Similar to public housing, mobile-home parks have faced decades of stigmatization and depletion. Yet even when you combine the average lot rent (around $500 per month) with a double-wide mortgage, you're looking at a monthly housing bill that falls well below the average two-bedroom Twin Cities apartment rent of around $1,700.
That's actual affordable housing.
"How important are [mobile-home parks] to our national housing stock? Unbelievably important,” University of Colorado sociologist Esther Sullivan told the New Yorker last year. “At a time when we’ve cut federal support for affordable housing, manufactured housing has risen to fill that gap."
Sixteen years ago, Bev Adrian wanted to downsize from her Bloomington home, so she purchased a new double-wide manufactured home and moved into the nearby Shady Lane park. "Two weeks after I purchased the home, I was notified by the park owner that the park was closing," she says, tone still incredulous all these years later.
Adrian became a mobile-home activist almost instantly, rallying her neighbors to collectively purchase the park. "He just said no, totally refused, even though we came up with a $100,000 down payment," she says, noting that the 50-family property was in poor repair.
"The city just wanted it gone," Adrian says. "Cities consider parks blights.
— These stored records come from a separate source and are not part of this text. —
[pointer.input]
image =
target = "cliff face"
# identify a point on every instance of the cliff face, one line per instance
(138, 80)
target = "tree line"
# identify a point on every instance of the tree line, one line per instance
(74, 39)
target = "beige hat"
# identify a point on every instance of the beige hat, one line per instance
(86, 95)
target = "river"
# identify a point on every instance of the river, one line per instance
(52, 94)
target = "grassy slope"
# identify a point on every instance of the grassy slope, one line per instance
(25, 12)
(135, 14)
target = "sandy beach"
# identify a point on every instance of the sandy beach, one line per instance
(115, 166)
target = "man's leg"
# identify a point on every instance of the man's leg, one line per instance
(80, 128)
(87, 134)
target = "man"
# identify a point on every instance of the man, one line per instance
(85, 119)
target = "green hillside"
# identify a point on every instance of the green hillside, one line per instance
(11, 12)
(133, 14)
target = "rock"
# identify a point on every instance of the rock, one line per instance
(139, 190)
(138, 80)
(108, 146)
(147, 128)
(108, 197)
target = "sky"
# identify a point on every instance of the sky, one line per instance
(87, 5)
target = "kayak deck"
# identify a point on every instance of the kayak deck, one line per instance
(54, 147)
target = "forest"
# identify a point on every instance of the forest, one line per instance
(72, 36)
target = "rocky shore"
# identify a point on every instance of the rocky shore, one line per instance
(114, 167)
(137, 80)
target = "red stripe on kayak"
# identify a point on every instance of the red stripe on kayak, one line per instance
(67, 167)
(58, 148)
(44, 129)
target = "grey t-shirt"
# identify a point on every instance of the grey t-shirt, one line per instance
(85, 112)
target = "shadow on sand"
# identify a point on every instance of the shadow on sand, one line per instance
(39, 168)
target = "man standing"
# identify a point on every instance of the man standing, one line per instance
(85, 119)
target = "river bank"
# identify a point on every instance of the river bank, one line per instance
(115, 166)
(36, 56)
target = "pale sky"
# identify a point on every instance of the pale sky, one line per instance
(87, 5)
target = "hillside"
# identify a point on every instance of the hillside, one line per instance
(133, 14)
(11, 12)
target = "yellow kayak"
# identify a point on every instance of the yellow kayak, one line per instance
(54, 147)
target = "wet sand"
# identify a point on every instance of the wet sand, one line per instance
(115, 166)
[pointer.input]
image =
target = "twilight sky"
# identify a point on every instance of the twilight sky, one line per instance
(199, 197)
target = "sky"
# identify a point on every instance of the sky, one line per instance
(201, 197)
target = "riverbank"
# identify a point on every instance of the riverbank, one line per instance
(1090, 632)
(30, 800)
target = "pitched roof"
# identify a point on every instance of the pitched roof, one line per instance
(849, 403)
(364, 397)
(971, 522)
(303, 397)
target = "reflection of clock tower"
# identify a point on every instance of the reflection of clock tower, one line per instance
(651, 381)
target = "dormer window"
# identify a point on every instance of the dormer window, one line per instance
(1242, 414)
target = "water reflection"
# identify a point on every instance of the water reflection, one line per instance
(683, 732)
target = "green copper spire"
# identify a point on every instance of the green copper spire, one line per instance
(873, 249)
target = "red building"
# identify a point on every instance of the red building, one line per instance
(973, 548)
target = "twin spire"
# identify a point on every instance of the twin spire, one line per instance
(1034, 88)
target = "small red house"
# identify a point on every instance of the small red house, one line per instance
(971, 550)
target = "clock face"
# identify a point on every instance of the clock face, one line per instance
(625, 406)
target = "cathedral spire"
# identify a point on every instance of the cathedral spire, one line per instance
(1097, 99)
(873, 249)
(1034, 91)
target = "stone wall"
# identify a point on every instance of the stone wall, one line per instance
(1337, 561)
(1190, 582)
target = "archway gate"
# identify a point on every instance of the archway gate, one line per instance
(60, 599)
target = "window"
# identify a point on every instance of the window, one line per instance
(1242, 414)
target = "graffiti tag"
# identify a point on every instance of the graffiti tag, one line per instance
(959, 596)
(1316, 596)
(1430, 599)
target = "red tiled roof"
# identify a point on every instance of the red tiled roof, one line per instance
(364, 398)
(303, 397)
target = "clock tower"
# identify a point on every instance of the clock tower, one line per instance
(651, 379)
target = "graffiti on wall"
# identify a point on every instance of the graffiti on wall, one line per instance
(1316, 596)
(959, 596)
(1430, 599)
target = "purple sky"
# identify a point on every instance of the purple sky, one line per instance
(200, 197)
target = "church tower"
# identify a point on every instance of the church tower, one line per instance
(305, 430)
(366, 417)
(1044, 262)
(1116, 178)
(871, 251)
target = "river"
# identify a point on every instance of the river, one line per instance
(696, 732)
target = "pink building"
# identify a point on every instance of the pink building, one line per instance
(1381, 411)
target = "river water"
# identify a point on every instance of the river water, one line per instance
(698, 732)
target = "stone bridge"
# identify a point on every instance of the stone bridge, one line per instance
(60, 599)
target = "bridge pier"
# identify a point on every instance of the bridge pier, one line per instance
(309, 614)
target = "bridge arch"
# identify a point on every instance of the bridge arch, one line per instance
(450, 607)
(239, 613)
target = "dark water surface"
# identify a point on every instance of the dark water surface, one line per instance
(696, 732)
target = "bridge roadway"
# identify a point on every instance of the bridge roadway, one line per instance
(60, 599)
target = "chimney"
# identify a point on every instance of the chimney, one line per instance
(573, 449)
Getting rid of them is of primary importance for them, because they can put multi-unit homes in and collect a higher tax base. It’s all about money."
Since 1991, at least a dozen Twin Cities parks have closed. In just the past year, 560 metro mobile-home sites have been sold, 90% of which were snatched by out-of-state buyers, according to the Minnesota Department of Revenue.
"You’re just collecting lot rent on dirt, which is a beautiful model if you care about return on invested capital," Sawgrass Capital Partners CEO Rudy Curtler recently told Twin Cities Business without a hint of ghoulish self-awareness. "[It's a] good margin business."
Adrian moved back into her non-manufactured Bloomington home, but she kept up the fight for mobile home parks by heading the board of directors at All Parks Alliance for Change, a statewide advocacy group. She also became involved with ROC USA, a New Hampshire-based nonprofit that helps residents buy their parks through a co-op model.
Freshly retired and ready again to downsize, Adrian visited a park she'd heard good things about, Richfield's Woodlawn Terrace, and made an offer within five minutes of seeing her eventual home.
“It’s like living in a cabin up north in the woods!" Adrian says of the tucked-away park at 7421 Lyndale Ave. "We have turkeys, foxes, possums, eagles; we’re heavily wooded, with lots of pine trees and maples. It’s a unique situation in that it feels very rural, and everybody knows everybody. There’s a real sense of community.”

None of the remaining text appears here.